Calif.’s first steps toward legal sports betting expose major battlelines

California must overcome the competing interests of three key players in the frenetic gaming industry – Indian casinos, card rooms, and horse race tracks.

Sports betting took one small step closer to becoming legalized in California.

But first, it must overcome the competing interests of three sets of players in California’s frenetic gaming industry – Indian casinos, card rooms, and horse race tracks.

On Tuesday, the California Senate Committee on Governmental Organization voted 9-3 on a proposed constitutional amendment SCA 6, which would legalize sports betting. The bill moves to the Appropriations Committee for further review. 

Given the state’s current $54 billion deficit due to the coronavirus pandemic, the push to legalize sports betting is getting new life as it offers the state a way to make up part of the deficit. 

State Asm. Adam Gray (D-Merced) and Sen. Bill Dodd (D-Napa) introduced the amendment and argued that the bill would provide a quick way to cut down the state’s pandemic deficit.

“I believe that the legislation of sports wagering provides the state of California with the opportunity to help everyone in the gaming industry and to provide as much revenue to our state during this tough economic time,” Dodd said. 

Gray added, “We can take the revenues from online sports wagering here in California and do a lot of good for Californians. I said on the floor recently it’s awfully hard for any of us to go home and explain to our constituents that we responded to the greatest public health crisis in the last hundred years by cutting health care.” 
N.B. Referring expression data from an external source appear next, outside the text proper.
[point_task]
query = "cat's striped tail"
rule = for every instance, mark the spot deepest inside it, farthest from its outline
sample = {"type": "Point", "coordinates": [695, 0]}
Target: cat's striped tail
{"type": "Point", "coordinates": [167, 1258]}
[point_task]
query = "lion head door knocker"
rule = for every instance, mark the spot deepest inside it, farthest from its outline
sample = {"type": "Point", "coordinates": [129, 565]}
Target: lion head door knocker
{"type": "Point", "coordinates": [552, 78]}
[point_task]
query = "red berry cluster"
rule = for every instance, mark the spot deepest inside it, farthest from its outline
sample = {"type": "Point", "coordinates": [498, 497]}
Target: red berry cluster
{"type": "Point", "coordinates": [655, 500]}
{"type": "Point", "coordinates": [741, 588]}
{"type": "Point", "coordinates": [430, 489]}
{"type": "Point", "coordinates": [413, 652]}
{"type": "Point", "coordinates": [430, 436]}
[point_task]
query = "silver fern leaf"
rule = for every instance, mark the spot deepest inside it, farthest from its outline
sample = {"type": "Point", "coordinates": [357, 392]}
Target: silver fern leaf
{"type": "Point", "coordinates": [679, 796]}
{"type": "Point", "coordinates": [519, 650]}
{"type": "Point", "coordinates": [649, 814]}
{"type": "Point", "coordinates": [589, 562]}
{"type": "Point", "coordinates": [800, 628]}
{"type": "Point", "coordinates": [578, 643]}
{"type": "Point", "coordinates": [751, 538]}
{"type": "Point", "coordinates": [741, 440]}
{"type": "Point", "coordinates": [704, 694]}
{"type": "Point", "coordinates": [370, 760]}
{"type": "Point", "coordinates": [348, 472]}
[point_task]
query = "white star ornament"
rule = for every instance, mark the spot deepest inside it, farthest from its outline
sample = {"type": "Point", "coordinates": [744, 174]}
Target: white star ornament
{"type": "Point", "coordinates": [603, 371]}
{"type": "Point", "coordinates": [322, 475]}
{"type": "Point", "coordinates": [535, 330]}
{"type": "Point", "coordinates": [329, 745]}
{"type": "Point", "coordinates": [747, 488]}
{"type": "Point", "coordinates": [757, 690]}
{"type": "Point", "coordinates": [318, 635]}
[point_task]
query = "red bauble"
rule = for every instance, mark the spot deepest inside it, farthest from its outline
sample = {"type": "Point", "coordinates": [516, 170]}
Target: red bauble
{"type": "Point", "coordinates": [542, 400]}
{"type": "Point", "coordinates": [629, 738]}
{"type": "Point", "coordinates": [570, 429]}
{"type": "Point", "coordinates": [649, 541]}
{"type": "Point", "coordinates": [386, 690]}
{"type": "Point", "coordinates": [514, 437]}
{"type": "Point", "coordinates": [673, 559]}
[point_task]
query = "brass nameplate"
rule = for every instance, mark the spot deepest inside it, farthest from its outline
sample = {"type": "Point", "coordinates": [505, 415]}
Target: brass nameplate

The amendment would tax all on-site bets at a 10 percent rate of gross gaming revenue and all online wagers at a 15 percent rate.

That puts state revenue estimates at upwards of $500 million annually in a fully-matured market, and some estimates say the state could pull over $700 million annually. 

If passed, the bill would allow all Indian casinos and horse race tracks the ability to offer sports gambling in-person or online to anyone over the age of 21.

Bettors would only be able to place wagers on pro sports, no college athletics. 

Although sports betting headlines the proposed constitutional amendment, Indian casinos would also be allowed to offer roulette and dice games, such as craps.

The proposal also codifies into the State Constitution the ability for cardrooms to engage in games – including those with player-dealer wagers – and designate them as not being a banked or percentage game.

It would legalize a practice cardrooms have sought for years, putting an end to questions about the “house” involvement in card games and probes from the state Attorney General that spring from them.

Support and opposition for the amendment is fairly split among the gaming industry’s primary players.

Card rooms – including Fresno’s Club One Casino and Clovis’s 500 Club Casino – and a selection of California cities back the proposal.

Card rooms argued that the hundreds of millions of dollars they generate cities through taxes are necessary for cities to fund essential services. 

But perhaps the most surprising supporter of the proposal were four major sporting leagues: the NFL, Major League Baseball, NBA, and PGA Tour along with the Oakland Athletics.

The NFL argued that state legislators and regulators have an important role to play ensuring “professional and amateur sports are free from corruption and that public confidence in our games and the athletes, coaches and administrators involved in them, remains intact.” 

However, the powerful Native American tribes that comprise California’s Indian gaming industry – including the Friant-based Table Mountain Rancheria – opposed the move.

Indian tribes argued that the bill would repeal the exclusive rights of their casinos to offer certain card games – such as blackjack – in favor of card rooms. 

“The California card room industry has some of the worst actors in the entire gaming industry,” the Viejas Band of Kumeyaay Indians wrote. “California card rooms illicitly operate Nevada-style banked games in violation of clear law (which SCA 6 seeks to remedy and have a significant history of violating other criminal laws, including money laundering, resulting in millions in fines.” 

Although the bill is moving forward to the Appropriations committee, the end game for Dodd and Gray is to get it on the November ballot to let the voters decide.

Editor’s Note: A prior version of this story incorrectly claimed that cardrooms would be eligible for banked gaming.